Ces temps de travail et de repos particuliers des mineurs prévus par le Code du travail viennent percuter les règles du temps de travail aménagées du CEE, déjà elles-mêmes compliquées à mettre en œuvre et à respecter pour les organisateurs, lesquels se retrouvent dans une situation d’insécurité juridique permanente.

En d’autres termes, à la difficulté d’application du CEE aux majeurs, cette réforme surajoute une autre difficulté encore plus grande : l’application stricte des dispositions du Code du travail sur le temps de travail des mineurs.

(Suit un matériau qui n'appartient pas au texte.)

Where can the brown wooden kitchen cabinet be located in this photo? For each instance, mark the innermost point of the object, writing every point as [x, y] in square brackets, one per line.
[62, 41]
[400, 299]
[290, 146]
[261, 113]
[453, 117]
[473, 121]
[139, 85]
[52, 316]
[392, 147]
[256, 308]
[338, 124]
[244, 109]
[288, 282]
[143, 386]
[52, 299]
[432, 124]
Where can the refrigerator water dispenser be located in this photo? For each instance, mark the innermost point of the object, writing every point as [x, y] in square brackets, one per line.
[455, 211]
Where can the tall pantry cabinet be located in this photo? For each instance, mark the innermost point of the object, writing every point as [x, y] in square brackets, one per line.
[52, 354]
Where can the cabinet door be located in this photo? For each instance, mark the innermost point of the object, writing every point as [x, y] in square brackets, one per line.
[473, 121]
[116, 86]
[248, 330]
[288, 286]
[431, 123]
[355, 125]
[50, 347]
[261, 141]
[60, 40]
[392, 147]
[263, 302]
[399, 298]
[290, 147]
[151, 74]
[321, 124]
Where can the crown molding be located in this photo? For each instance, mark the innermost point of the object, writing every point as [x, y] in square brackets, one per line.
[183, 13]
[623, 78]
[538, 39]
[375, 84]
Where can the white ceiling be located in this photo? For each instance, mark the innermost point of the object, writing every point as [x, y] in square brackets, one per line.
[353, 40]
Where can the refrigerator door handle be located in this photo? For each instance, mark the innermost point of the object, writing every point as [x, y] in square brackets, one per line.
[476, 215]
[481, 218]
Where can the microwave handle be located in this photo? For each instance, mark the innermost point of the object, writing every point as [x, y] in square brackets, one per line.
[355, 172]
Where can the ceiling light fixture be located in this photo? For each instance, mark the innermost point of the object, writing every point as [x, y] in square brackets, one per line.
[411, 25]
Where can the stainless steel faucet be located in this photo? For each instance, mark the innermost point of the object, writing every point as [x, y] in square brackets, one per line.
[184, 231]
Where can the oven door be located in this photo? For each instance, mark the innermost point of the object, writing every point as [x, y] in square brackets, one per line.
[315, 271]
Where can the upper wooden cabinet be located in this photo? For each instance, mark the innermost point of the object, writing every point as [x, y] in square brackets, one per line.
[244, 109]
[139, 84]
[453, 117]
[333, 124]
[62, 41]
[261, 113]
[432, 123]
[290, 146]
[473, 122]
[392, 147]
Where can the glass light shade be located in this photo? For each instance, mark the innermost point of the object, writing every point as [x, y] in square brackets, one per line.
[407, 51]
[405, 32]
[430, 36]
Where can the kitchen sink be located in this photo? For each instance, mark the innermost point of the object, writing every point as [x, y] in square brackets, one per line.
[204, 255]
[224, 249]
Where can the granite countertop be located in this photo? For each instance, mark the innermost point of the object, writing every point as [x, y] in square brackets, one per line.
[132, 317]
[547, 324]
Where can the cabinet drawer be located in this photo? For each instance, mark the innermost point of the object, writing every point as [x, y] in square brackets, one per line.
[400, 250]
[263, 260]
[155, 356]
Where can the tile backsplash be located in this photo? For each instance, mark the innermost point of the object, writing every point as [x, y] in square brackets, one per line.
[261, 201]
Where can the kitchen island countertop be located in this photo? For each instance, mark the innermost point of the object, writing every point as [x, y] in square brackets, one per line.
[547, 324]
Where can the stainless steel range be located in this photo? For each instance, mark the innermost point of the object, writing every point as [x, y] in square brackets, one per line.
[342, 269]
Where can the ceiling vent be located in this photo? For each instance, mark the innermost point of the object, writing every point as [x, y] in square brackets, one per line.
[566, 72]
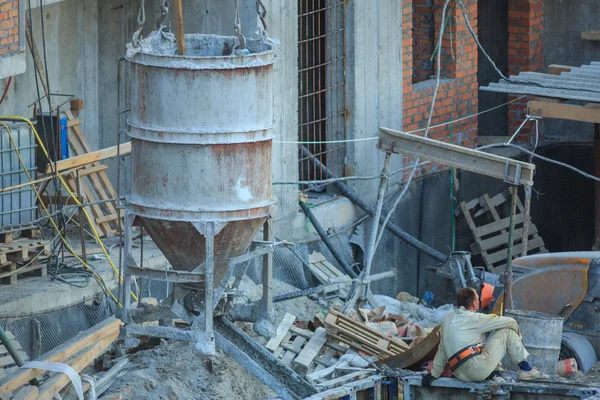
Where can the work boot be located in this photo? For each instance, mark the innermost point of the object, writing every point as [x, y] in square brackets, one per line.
[533, 375]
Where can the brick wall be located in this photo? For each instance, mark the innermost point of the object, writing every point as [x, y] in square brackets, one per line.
[457, 95]
[9, 27]
[423, 37]
[525, 52]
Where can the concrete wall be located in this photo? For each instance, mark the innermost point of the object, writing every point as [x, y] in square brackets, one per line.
[71, 30]
[86, 38]
[564, 22]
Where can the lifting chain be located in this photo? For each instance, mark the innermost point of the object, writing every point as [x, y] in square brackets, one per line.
[141, 20]
[237, 26]
[261, 10]
[164, 11]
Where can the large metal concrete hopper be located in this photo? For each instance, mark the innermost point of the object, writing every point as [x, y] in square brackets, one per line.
[201, 128]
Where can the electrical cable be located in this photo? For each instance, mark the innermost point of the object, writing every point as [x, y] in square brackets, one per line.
[409, 132]
[39, 98]
[46, 210]
[6, 90]
[427, 128]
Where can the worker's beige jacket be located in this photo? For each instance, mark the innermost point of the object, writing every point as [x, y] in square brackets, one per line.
[462, 328]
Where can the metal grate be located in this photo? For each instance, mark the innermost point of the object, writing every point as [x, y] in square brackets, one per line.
[321, 84]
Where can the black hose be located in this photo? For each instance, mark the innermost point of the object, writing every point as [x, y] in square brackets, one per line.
[348, 192]
[325, 238]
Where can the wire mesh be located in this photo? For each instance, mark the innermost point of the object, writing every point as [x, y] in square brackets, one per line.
[41, 333]
[321, 84]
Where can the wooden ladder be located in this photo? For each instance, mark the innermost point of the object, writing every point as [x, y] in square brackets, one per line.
[93, 182]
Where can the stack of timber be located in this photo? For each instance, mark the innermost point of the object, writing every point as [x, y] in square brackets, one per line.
[361, 337]
[78, 353]
[490, 230]
[315, 355]
[19, 258]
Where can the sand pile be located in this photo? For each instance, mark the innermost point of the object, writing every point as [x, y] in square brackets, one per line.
[176, 371]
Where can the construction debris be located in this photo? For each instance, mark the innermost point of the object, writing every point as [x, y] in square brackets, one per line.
[490, 231]
[78, 353]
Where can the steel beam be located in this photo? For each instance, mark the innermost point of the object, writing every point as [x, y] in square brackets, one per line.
[512, 171]
[165, 275]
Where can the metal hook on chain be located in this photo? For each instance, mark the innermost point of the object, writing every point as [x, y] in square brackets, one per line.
[261, 10]
[164, 11]
[237, 27]
[140, 20]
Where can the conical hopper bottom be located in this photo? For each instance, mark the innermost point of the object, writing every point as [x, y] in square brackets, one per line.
[184, 247]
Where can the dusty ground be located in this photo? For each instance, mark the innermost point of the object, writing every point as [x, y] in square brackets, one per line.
[302, 307]
[176, 371]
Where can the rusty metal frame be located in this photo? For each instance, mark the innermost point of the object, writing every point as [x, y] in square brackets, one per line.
[322, 83]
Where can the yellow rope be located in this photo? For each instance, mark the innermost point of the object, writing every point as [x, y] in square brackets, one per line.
[87, 216]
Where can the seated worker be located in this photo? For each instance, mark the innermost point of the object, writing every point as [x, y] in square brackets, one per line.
[464, 348]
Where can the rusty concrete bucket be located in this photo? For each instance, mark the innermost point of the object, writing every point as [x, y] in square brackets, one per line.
[201, 128]
[542, 335]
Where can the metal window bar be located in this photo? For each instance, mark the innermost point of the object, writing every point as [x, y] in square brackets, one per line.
[16, 206]
[321, 84]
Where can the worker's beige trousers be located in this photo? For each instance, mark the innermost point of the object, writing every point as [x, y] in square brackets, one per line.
[502, 341]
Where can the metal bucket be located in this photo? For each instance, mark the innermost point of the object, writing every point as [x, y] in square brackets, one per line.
[542, 334]
[201, 127]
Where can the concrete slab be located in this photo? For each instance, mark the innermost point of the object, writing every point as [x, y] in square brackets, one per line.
[33, 296]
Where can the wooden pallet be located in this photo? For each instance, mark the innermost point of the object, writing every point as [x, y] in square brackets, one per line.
[490, 231]
[361, 337]
[94, 182]
[303, 350]
[326, 274]
[17, 259]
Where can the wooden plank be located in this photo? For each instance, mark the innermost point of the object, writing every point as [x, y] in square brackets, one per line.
[292, 350]
[565, 111]
[455, 156]
[495, 201]
[502, 239]
[496, 226]
[282, 329]
[468, 218]
[179, 27]
[312, 349]
[557, 69]
[96, 209]
[6, 237]
[90, 158]
[54, 385]
[501, 254]
[73, 123]
[61, 353]
[26, 393]
[35, 182]
[316, 257]
[345, 379]
[107, 218]
[92, 170]
[280, 350]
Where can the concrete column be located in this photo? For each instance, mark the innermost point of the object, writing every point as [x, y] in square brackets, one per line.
[374, 85]
[282, 19]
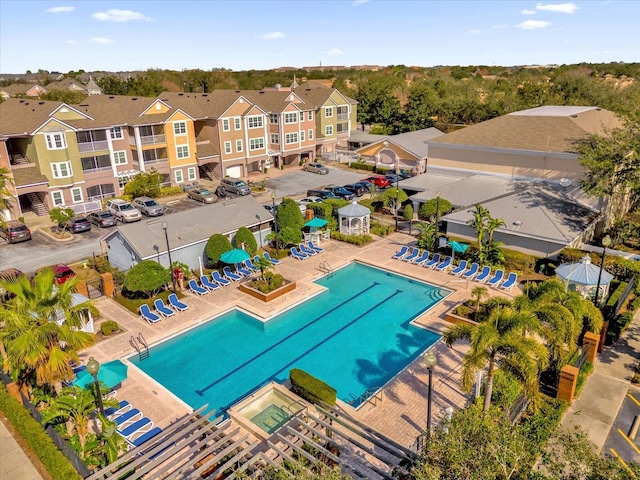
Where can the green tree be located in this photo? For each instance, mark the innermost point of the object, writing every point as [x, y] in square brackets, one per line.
[505, 340]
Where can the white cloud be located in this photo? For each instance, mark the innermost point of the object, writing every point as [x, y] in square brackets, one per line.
[101, 40]
[532, 24]
[61, 9]
[115, 15]
[272, 36]
[558, 7]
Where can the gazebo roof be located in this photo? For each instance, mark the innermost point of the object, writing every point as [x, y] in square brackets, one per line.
[354, 210]
[583, 272]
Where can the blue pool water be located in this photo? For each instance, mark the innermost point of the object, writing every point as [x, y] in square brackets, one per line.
[356, 336]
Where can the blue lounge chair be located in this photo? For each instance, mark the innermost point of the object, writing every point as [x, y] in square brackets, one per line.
[195, 288]
[472, 272]
[459, 269]
[147, 314]
[297, 255]
[512, 279]
[223, 282]
[315, 247]
[433, 262]
[177, 304]
[274, 261]
[400, 253]
[496, 279]
[162, 309]
[208, 284]
[414, 254]
[484, 274]
[228, 274]
[445, 264]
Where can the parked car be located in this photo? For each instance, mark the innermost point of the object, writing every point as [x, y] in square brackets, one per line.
[148, 206]
[202, 195]
[14, 231]
[123, 210]
[78, 224]
[315, 168]
[102, 219]
[234, 185]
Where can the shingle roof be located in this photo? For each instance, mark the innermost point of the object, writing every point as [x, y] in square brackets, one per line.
[192, 226]
[543, 129]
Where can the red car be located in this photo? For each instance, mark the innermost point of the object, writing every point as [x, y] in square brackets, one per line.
[380, 182]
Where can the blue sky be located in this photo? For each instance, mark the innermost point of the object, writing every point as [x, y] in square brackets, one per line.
[241, 35]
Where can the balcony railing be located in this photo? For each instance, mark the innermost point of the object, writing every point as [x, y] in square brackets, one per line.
[93, 146]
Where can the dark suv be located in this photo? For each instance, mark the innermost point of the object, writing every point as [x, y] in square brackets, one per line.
[14, 231]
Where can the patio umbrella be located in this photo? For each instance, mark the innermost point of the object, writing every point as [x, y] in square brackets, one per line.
[237, 255]
[111, 374]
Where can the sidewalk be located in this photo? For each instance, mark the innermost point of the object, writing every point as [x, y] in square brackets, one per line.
[596, 409]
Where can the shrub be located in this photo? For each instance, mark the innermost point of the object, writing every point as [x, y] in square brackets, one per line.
[216, 246]
[310, 388]
[109, 327]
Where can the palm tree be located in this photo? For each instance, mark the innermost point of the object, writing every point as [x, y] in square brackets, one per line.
[504, 341]
[41, 333]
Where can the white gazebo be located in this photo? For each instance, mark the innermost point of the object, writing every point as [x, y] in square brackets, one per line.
[354, 219]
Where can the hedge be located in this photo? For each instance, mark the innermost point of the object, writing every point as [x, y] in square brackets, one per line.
[310, 388]
[34, 435]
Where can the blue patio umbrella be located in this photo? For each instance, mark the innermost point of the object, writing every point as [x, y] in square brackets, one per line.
[110, 373]
[237, 255]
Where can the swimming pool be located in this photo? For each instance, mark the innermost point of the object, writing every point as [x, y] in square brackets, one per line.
[356, 336]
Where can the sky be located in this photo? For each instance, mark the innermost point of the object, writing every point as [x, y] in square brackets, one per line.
[242, 35]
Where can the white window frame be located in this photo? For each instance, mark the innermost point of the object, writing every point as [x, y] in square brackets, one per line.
[57, 170]
[52, 141]
[119, 156]
[74, 191]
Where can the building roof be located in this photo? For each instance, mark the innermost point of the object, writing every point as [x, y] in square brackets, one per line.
[192, 226]
[542, 129]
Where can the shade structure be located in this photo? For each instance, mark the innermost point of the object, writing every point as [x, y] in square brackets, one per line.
[111, 374]
[237, 255]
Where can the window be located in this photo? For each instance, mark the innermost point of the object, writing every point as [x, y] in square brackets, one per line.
[256, 143]
[57, 198]
[116, 133]
[255, 121]
[55, 141]
[183, 151]
[180, 128]
[291, 117]
[291, 138]
[120, 157]
[76, 194]
[61, 170]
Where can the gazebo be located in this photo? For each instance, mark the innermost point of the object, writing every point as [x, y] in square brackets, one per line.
[354, 219]
[582, 277]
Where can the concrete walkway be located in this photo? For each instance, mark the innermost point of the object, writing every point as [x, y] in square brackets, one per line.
[606, 388]
[14, 463]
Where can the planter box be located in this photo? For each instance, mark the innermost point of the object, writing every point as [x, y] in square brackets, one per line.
[267, 297]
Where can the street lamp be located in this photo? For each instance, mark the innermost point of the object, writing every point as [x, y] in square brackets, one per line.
[275, 220]
[93, 367]
[166, 237]
[430, 360]
[606, 241]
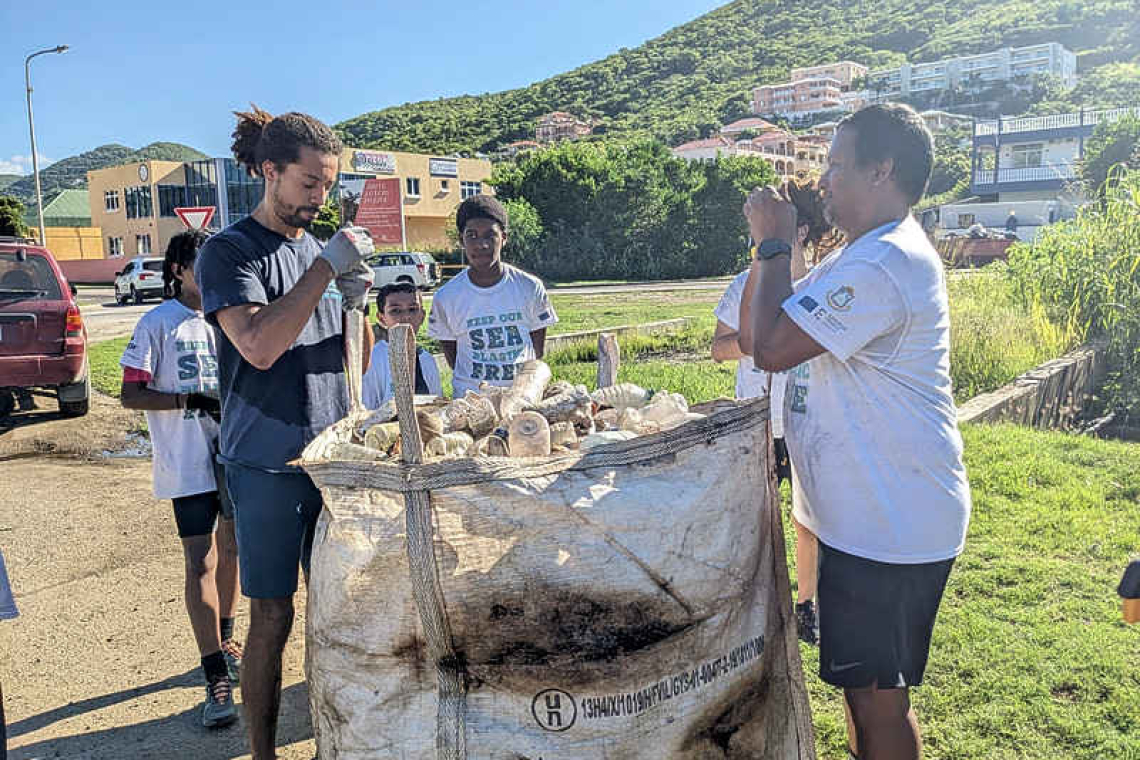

Les propositions de la confédération Jeunesse au Plein Air adressées au Gouvernement

Les mesures d’urgences pour l’été 2023

Nous demandons :

  • Une position claire du ministère sur la problématique juridique des temps de travail et des temps de repos pour les mineurs âgés de 16 et 17 ans et que cette clarification soit partagée avec les services déconcentrés du ministère ;

  • A l’instar des majeurs, une application aux mineurs de 16 et 17 ans des règles dérogatoires prévues par le Contrat d’Engagement Educatif (L. 432-2 du CASF) afin de prendre en compte les particularités et les besoins des organisateurs et qui correspond davantage à l’esprit d’engagement présidant aux Accueils Collectifs de Mineurs ;

  • Un soutien financier des pouvoirs publics aux organisateurs pour faciliter l’accueil des jeunes animateurs et animatrices de 16 ans compte tenu de l’impact en recrutement supplémentaire que génèrent les règles spécifiques des temps de travail et de repos afin de respecter les taux d’encadrement réglementaires imposés par le Code de l’action sociale et des familles ;

  • Un allègement des taux d’encadrement durant la nuit dans la mesure où les animateurs et animateurs de 16 ans ne peuvent pas travailler sur cette période en particulier ;

  • Une prolongation du délai actuellement de 18 mois entre la fin de la session de formation et le début du stage pratique, condition sine qua non pour ne pas perdre le bénéfice de la validité de la session. Ce délai supplémentaire, qui pourrait passer de 18 à 24 mois, répondrait aux difficultés rencontrées par les jeunes de 16 ans pour trouver leur stage pratique.

Les mesures pour l’avenir et la pérennité du BAFA

Nous demandons :

  • La mise en en place une commission de suivi pour tous les jeunes de 16 ans qui n’auraient pas trouvé un stage pratique ;

  • Des mesures autour de l’obligation d’embaucher des jeunes de 16 ans en stage pratique dans le cadre du Contrat d’Engagement Educatif ;

  • Une étude d’impact quantitative et qualitative sur la réforme du BAFA à 16 ans ;

  • Une réflexion approfondie sur la mise en place d’un statut de l’animation volontaire qui pourrait résoudre toutes les difficultés soulevées dans la présente note d’Alerte.